In a 2019 New York Times article, reporters visiting Kashgar highlighted the presence of “official identity cards,” items that appear reminiscent of Apartheid-era passbooks, which all Muslims are required to swipe at checkpoints in order to pass. They noted that police will even, at random times and without notice, demand possession of Uighurs’ phones in order to check that they have installed a required software that will allow government surveillance of all calls and messages on their device. What are the retaliations for refusal to comply? The policies are murky, but stories of extreme torture tactics on detained and imprisoned Uighurs are rampant.
Understanding the source of the animosity between the Chinese government and the Uighur population is complex, and perhaps partly explains why the issue has not received more public attention. Xinjiang is oil-rich and geographically strategic for Beijing’s Belt and Road Initiative, an expansive Chinese infrastructure endeavor consisting of a vast and ambitious trade network. The encroachment of government influence, confiscation of farmland and China’s increased political action in the region led to Uighur riots in 2009, which were then wielded as evidence for furthering the crackdown. The Chinese government classifies the Uighurs, and all Muslim minorities in China, as members of extremist groups and movements, pinpointing instances of violence in which Xinjiang separatists targeted Han Chinese populations. These episodes of violence have indeed occurred. Many human rights advocacy groups, however, argue that the majority of Uighur separatist violence has been in response to the existing oppression from the Chinese government, not the other way around.

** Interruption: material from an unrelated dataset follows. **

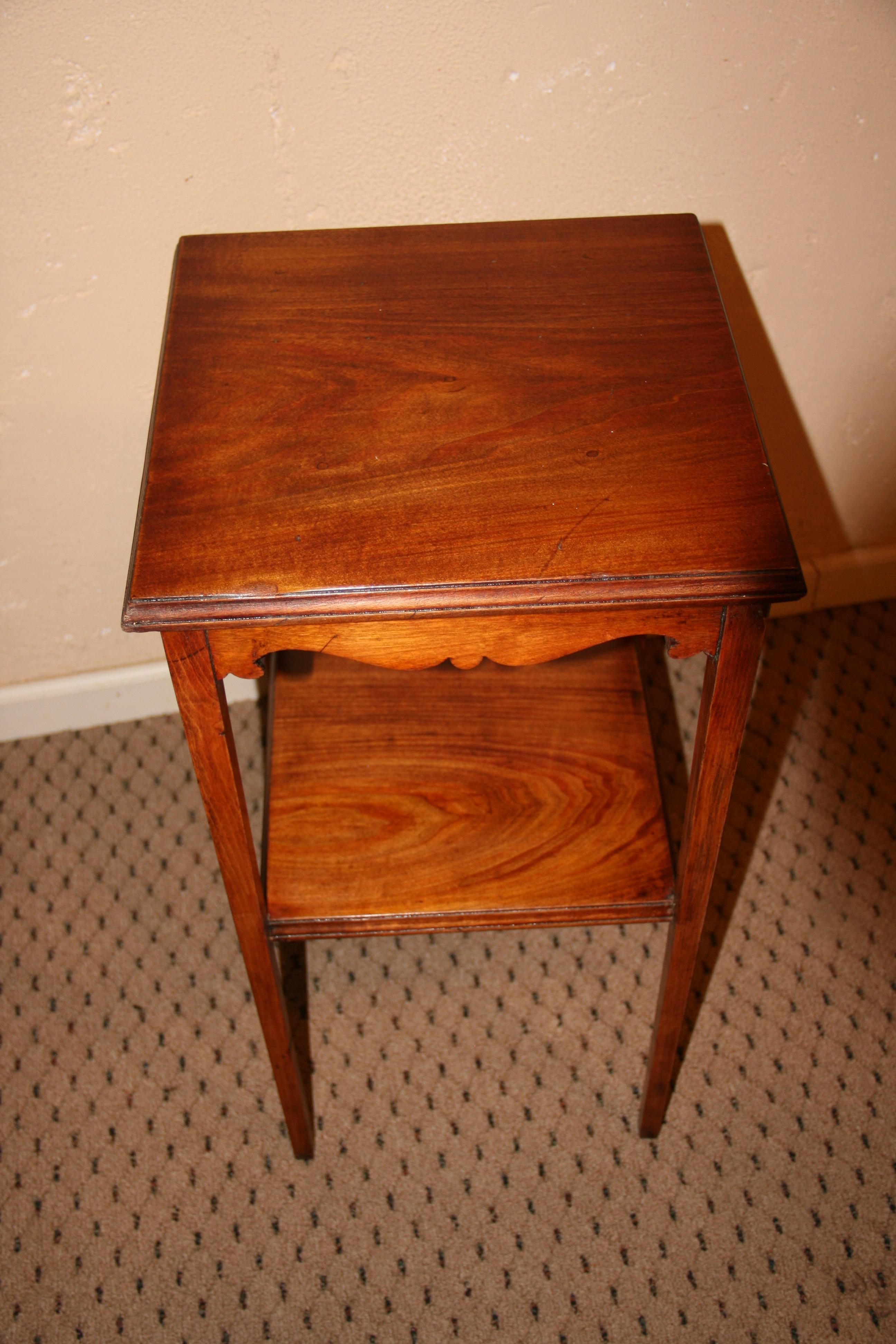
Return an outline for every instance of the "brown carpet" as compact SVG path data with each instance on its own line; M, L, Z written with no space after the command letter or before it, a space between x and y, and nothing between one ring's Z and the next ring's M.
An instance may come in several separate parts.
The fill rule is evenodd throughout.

In the cities-turned-internment-camps in Xinjiang, Uighurs pass through police checkpoints before entering mosques and pray inside of houses of worship crowded with obviously placed security cameras. Acknowledgment of one’s relationship with the Quran can result in arrest or disappearance, and homes are frequently subject to arbitrary searches and raids. The psychological “re-education” referenced above includes forced study of communist propaganda, adoption of the Mandarin Chinese language rather than Turkish and sworn verbal allegiances of loyalty to President Xi Jinping. Abdusalam Muhemet, a survivor of the camps who was able to speak with The New York Times, notes numerous instances in which he and other prisoners were required to write essays criticizing their own religion and their practice of it. The Chinese government categorizes these practices under an umbrella called “transformation through education.” We’ve seen this language of culture elimination time and time again throughout history — we should shudder at the sight of it.
How is the international community responding? Human rights groups like Human Rights Watch, as well as the United Nations Human Rights Council, have taken action to advance the conversation. UN High Commissioner for Human Rights Michelle Bachelet has publicly called for UN monitors to be allowed entrance into Xinjiang (a demand at which the Chinese delegation seemed to take offense). The Chinese government’s argument that they are endeavoring to wipe away seeds of potential terror, however, is ardently counteracted by their own language and policy — The New York Times has uncovered documents from inside an internment camp in the Uighur city of Hotan in which party authorities refer to the Uighur’s Muslim faith as an “ideological ‘virus’” which must be combatted through “transformation-through-education before illness arises.”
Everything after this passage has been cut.